Delete Delete the data SLA.
Refresh Refresh the list of data SLAs.

Creating Data SLAs

Create data SLAs to define the expected thresholds of the data processing rates for a job. Define each data SLA for one job in the topology. The job must have time series analysis enabled.

You can create data SLAs for active or inactive jobs in the topology.

  1. View the details of a topology.
  2. In the Data SLA section, click the Add icon: .
  3. On the Add Data SLA window, configure the following properties:
    Data SLA Property Description
    Label Label for the data SLA.
    Job Job that the data SLA is defined for. Verify that the job meets all prerequisites.
    QOS Parameter Quality of service parameter to measure:
    • Throughput rate - Number of records processed per second.
    • Error rate - Number of error records encountered per second.
    Function Type Specifies whether the data SLA measures a maximum or minimum value.
    Max or Min Value Value of the expected threshold.

    The data SLA triggers an alert when this threshold is reached.

    Alert Text Text to display when the alert is triggered.
  4. Click Add.
    By default, data SLA alerts are inactive.

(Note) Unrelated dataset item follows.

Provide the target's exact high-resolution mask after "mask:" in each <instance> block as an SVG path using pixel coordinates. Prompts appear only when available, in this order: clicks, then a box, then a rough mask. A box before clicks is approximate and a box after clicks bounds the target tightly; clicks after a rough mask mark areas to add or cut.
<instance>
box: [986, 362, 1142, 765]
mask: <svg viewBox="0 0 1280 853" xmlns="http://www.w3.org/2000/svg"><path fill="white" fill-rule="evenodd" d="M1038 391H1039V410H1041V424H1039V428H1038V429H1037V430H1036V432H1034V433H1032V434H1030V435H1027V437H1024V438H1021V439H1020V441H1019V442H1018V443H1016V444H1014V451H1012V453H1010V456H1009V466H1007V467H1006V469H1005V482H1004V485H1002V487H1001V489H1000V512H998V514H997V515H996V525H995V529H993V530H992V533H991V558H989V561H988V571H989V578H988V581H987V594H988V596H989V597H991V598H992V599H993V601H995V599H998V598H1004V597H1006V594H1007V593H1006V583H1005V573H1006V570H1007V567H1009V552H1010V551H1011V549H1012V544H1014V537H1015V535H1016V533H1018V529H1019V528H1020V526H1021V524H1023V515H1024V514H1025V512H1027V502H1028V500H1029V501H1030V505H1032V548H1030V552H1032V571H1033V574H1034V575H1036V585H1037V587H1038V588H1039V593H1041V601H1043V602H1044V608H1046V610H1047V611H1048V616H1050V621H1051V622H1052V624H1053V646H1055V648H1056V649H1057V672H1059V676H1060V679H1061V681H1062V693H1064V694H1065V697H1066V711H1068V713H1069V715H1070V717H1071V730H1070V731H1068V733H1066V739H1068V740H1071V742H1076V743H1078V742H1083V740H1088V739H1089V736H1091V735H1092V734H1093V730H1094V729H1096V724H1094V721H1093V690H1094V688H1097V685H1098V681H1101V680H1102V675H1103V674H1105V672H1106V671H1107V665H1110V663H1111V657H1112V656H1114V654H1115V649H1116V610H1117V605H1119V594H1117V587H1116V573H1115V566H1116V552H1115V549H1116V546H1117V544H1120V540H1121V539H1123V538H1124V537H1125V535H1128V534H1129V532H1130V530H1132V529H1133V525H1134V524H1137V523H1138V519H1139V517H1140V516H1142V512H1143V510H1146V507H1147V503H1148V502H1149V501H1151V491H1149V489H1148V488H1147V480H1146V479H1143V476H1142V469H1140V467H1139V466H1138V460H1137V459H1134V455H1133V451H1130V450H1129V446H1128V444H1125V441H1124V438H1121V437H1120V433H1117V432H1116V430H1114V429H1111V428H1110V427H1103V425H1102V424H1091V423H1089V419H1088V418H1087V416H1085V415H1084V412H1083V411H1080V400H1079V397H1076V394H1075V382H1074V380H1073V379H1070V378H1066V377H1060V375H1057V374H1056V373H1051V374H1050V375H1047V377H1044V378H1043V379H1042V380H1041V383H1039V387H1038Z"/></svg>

You must activate them before they can trigger an alert.
  5. Select the new data SLA in the list, and then click the Activate icon: .

Managing Data SLA Alerts

When a data SLA triggers an alert, Control Hub displays a red Alerts icon () in the top toolbar and lists the alert in the Alerts view.

The Alerts view lists all triggered alerts. You acknowledge and delete alerts in the Alerts view. After viewing an alert, select the alert in the Alerts view and click the Acknowledge icon () to acknowledge the alert. You can filter the Alerts view by active or acknowledged alerts. When you filter by acknowledged alerts, you can select one or more acknowledged alerts and then delete them.
Note: Control Hub automatically displays each triggered data SLA alert in the Alerts view. You can also optionally create a subscription to perform an action when a data SLA alert is triggered.

The following image displays an active alert in the Alerts view:

To view details about the data SLA threshold that was reached, click the alert message in the Alerts view. Control Hub opens the topology where the data SLA was configured. Open the topology detail pane, and then locate the Data SLA section in the detail pane. Click the data SLA label to display the details and the graph of the measured parameter. The red line in the graph represents the defined threshold, as follows:

You can modify the data SLA in real time. For example, while viewing a triggered alert, you might realize that you incorrectly configured the maximum or minimum value. Simply edit the value and click Save. The data SLA graph immediately reflects the modified threshold value.